Di Luca Ronconi tutti sanno tutto e tutti ne hanno parlato, dai suoi esordi come attore alla prestigiosissima carriera teatrale. Della sua morte altrettanto, con tutti i meritati omaggi a questa figura del nostro tempo che sopravvivrà per il suo genio visionario, capace di innovare la storia del teatro senza tradirne le radici.
Allora voglio raccontare di Ronconi quello che mi rimane personalmente, il suo lato umano, personale, più che artistico.
Aveva scelto dal 1978 di vivere sulle colline di Gubbio e di trovare in Umbria la sua nuova dimora, lui che passava per essere un solitario, lontano dal mondo sotto i riflettori. A chi gli rivolgeva questa domanda quasi come un rimprovero, Luca Ronconi rispondeva che gli amici dovevano essere pochi. Quattro o cinque, veri possono bastare. Chi gli stava vicino sapeva che non gli piacevano i rapporti fasulli. Solitario, sì, ma generoso nel lavoro, specie con i giovani. “Non mi piace la giovinezza – diceva – ma proprio lavorare con i giovani”.

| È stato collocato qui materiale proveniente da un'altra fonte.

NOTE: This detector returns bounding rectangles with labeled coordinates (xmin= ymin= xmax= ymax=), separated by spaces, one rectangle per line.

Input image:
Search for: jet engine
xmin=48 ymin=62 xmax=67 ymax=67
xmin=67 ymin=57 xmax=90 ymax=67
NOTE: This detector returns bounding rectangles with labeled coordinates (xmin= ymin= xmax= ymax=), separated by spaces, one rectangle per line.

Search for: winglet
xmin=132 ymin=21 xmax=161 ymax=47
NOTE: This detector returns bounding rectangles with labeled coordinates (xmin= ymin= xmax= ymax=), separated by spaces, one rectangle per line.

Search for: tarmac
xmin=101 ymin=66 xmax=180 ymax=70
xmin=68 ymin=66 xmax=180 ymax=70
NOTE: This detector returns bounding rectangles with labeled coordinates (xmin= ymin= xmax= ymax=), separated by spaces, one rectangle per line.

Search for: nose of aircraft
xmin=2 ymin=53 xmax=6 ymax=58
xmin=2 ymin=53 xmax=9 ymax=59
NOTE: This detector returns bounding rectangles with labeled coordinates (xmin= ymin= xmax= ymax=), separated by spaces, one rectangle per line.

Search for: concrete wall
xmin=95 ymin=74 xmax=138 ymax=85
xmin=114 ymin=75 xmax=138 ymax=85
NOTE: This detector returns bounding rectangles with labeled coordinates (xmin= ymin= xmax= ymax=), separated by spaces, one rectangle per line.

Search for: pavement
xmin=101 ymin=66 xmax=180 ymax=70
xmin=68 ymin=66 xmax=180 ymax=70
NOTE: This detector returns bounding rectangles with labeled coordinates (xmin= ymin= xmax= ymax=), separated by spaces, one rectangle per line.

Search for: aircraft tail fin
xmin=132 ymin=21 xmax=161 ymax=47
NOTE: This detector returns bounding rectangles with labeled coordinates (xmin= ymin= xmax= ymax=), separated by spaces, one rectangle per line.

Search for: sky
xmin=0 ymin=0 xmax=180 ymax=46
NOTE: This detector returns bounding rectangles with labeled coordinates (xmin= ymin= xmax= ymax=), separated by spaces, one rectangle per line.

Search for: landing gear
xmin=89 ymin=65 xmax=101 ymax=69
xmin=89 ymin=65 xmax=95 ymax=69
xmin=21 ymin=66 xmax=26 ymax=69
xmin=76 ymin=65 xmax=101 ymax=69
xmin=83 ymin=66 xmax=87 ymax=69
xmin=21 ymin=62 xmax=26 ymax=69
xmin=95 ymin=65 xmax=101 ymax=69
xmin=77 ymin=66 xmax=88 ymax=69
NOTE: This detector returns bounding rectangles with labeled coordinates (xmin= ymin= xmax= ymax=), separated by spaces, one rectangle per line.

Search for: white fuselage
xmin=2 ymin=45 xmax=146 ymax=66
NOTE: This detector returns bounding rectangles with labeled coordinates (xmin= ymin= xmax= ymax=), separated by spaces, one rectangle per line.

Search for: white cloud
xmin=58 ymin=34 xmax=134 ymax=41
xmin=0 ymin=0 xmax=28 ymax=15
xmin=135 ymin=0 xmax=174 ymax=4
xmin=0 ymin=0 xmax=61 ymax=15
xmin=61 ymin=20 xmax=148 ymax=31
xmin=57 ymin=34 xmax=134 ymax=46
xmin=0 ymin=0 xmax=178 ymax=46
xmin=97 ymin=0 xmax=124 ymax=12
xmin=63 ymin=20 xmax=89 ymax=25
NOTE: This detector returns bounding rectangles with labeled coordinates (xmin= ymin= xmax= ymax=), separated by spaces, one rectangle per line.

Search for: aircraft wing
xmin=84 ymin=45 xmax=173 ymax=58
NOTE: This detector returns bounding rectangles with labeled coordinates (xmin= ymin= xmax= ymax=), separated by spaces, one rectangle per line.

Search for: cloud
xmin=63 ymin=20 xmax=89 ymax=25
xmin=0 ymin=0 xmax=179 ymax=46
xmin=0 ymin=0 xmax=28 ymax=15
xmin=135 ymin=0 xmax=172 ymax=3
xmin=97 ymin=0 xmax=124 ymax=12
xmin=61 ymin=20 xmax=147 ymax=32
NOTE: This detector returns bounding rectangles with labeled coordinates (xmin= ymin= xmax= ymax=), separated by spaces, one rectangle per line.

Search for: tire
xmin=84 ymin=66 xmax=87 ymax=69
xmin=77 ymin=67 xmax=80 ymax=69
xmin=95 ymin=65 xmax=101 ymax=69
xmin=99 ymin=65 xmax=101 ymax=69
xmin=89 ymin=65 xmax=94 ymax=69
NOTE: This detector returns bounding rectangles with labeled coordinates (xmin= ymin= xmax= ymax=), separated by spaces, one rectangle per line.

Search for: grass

Non gli piaceva se qualcuno cercava di “capirlo” nel profondo. “Sapere chi sono non piace neanche a me», era solito schivarsi. Era in dialisi da parecchi anni, eppure sempre presente, combattivo e ricco di idee. Affermava che la vita era stata per lui come una partita di calcio, due tempi, e che adesso era ai supplementari.
Luca Ronconi è il genio del teatro italiano, ha reinventato il teatro, non solo italiano, riscoprendone e valorizzandone gli elementi fondamentali: il testo, il lavoro sugli attori e la loro formazione, lo spazio.
«Talvolta mi sento come uno che vive le vite degli altri – diceva Luca Ronconi – Come i personaggi a cui lavoro, che sembrano sempre stare da un’altra parte, e quando intuiscono che invece la vita è questa, quella che vivi, che ti giochi una volta sola, sono assaliti dal panico».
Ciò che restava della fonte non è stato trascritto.